An advertising campaign produced and paid for by a government department has been halted after being ruled offensive. 

Health New Zealand’s campaign to get people testing for hepatitis C involved numerous people flipping the bird to the camera and each other. It appeared on TV, online and on billboards.

While the idea was to show how easy it is to get a finger-prick test for the potentially fatal virus, that’s not how the Advertising Standards Authority (ASA) saw it, after receiving a complaint from a member of the public

“The complainant was concerned the advertisement is using an offensive hand gesture which is long established as sign language for ‘F… You’, which has no place on a billboard which can be seen by children and also offends adults,” it said in its decision, released this week.

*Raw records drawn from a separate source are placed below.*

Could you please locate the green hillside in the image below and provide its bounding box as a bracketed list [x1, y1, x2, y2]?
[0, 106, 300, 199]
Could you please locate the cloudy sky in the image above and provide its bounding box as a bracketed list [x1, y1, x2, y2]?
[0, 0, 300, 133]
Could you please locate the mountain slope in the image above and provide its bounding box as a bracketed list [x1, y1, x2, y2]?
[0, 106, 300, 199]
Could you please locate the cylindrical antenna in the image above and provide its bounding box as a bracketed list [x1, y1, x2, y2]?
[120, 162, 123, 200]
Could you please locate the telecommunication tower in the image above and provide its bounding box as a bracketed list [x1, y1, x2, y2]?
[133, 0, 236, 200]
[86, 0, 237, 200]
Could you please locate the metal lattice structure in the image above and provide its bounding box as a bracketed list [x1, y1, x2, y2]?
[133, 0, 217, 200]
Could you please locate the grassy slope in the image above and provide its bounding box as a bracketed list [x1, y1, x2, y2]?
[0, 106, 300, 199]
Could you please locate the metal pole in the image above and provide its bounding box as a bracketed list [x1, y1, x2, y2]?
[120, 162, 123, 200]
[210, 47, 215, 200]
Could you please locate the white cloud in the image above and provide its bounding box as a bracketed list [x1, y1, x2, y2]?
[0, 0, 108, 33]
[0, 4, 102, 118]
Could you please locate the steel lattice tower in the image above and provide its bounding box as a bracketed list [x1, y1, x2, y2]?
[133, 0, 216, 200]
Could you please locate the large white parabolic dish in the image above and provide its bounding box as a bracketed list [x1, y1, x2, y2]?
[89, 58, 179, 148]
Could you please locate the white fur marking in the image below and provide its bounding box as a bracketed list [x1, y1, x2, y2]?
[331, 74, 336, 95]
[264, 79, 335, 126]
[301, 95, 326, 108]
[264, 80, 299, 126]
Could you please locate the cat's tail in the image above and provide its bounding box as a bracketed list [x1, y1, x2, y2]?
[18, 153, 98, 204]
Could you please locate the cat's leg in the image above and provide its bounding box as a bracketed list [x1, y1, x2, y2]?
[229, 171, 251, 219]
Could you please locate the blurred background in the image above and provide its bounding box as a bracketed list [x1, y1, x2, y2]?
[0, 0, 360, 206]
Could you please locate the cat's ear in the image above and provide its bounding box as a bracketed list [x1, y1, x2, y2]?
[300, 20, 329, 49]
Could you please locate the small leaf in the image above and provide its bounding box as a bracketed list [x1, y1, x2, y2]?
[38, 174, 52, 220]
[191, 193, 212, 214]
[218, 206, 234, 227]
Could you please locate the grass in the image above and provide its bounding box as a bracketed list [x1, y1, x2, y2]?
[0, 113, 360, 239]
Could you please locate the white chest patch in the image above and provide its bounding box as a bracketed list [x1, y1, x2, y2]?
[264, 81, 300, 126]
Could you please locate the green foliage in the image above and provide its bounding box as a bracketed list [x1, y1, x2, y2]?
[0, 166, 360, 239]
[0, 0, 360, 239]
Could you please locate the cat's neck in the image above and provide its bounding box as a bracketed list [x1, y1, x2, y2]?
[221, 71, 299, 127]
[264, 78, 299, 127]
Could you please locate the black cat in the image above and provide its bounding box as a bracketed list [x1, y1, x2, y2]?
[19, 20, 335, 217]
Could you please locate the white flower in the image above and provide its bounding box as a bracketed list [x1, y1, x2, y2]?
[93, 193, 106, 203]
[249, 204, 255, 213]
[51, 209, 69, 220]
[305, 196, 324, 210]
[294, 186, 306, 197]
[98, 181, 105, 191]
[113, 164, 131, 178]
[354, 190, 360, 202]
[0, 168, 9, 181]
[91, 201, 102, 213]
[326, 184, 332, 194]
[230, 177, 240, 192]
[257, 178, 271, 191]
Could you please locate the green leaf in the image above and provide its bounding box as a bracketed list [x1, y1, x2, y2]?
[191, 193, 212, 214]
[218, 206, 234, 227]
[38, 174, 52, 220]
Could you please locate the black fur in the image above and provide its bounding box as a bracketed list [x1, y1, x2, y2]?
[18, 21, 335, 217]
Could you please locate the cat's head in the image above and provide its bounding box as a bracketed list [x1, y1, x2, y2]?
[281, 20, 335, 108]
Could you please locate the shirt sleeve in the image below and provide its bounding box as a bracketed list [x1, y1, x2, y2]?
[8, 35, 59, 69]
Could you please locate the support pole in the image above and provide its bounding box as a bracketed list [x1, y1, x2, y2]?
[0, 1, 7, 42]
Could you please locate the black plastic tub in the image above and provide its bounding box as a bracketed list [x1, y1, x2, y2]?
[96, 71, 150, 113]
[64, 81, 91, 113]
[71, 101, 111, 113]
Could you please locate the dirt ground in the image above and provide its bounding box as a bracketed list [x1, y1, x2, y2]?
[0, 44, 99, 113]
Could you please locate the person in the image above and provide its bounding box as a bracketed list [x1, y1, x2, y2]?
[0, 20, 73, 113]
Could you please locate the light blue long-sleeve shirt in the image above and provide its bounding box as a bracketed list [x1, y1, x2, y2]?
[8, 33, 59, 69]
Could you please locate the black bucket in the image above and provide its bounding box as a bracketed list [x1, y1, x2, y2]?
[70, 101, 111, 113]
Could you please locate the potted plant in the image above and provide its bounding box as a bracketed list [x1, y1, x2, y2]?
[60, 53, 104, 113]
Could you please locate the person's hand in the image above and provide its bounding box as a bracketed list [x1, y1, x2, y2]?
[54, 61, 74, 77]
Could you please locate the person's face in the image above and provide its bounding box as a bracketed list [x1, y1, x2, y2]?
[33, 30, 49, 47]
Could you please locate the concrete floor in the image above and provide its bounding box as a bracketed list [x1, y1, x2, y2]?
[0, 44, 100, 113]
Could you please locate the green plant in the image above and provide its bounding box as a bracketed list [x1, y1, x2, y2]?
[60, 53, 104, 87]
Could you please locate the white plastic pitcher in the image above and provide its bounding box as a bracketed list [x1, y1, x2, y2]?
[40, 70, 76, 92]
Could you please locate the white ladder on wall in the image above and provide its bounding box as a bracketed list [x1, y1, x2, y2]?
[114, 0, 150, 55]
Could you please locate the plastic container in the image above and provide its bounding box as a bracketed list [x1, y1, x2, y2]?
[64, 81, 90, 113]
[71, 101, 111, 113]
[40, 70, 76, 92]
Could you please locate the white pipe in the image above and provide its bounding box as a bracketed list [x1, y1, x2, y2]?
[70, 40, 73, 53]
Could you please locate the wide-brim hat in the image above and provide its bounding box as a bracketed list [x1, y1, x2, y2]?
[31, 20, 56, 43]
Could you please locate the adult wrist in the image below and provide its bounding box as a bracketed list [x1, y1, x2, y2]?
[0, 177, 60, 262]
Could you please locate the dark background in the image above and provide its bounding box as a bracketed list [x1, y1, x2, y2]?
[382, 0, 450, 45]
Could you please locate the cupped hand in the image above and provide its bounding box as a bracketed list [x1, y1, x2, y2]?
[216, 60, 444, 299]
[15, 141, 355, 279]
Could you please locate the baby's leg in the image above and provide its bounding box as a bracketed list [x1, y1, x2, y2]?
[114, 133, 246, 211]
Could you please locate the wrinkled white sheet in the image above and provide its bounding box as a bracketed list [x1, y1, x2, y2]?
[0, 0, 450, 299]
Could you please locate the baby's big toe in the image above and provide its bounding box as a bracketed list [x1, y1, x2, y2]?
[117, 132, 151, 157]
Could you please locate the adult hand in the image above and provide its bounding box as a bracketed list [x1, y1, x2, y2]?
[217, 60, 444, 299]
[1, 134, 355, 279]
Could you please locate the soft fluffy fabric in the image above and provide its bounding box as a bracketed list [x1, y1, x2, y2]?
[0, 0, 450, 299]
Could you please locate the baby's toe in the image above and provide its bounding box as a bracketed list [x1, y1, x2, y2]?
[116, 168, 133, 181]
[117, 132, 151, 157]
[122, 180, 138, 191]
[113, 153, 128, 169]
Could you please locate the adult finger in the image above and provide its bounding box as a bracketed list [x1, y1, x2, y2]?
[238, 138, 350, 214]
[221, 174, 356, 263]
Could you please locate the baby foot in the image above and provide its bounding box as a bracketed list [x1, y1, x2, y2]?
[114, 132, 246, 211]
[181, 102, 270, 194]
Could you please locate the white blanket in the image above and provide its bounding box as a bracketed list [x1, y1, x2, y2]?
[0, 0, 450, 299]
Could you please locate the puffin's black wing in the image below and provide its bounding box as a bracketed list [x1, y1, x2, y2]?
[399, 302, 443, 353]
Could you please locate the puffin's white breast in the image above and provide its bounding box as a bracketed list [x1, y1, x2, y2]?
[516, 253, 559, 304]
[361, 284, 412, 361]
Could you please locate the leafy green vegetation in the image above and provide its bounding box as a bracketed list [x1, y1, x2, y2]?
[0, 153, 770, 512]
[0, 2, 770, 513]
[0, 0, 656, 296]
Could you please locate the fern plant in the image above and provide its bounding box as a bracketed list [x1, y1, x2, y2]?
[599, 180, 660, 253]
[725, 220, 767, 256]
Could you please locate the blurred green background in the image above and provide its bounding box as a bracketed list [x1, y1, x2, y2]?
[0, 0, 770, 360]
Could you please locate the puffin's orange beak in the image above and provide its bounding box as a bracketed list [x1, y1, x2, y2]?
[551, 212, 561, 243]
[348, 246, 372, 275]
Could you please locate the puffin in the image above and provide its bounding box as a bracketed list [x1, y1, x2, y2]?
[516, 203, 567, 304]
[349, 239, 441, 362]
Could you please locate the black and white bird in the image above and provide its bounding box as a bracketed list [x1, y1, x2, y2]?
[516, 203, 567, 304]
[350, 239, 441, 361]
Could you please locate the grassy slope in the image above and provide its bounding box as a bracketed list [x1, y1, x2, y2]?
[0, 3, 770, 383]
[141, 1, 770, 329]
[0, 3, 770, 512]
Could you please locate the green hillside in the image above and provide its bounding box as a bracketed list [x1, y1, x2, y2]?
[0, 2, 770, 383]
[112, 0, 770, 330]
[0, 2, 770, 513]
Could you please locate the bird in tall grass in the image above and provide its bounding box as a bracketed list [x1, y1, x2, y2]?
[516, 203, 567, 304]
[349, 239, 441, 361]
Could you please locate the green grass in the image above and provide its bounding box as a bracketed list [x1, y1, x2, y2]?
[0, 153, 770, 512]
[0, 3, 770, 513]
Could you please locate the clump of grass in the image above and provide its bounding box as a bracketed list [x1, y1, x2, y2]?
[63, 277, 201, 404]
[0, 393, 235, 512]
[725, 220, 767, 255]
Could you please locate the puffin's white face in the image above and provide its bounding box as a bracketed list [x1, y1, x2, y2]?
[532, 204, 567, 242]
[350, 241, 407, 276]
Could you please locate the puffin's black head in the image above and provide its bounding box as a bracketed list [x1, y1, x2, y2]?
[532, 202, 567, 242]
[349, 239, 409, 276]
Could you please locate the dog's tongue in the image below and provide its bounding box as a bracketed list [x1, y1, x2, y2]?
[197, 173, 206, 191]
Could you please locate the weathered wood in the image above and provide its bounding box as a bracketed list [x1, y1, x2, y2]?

Check out the video here, which for some reason remains on YouTube despite the ruling (can’t embed it sorry, since it’s unlisted).

The campaign was launched with great fanfare by Associate Health Minister Ayesha Verrall in July, who called it a “vital next step” in eliminating hepatitis C, which affects around 45,000 Kiwis. 

When notified of the complaint, Health NZ said it moved to take down billboards and digital adverts “identified by members of the public as being near to schools or kindergartens”. 

The agency it worked with to develop the ads, oOh! Media, said it warned Health NZ this might happen – its solution was to make sure everyone giving the finger was “purposely depicted with smiling/friendly faces that make it clear they are using ‘the finger’ in a light-hearted, cheeky and friendly way, and are not directing an insult, threat or abuse toward the viewer or any other individual or group”.

But the ASA said none of this was good enough.

“The complaints board said it was not uncommon for the gesture to be used with a smile in a passive aggressive manner, which still had offensive intent… the placement of the advertisement was not sufficiently targeted to avoid children and those likely to be offended by the gesture.”

A spokesperson for the health service told the NZ Herald they had “no intention of causing serious or widespread offence”.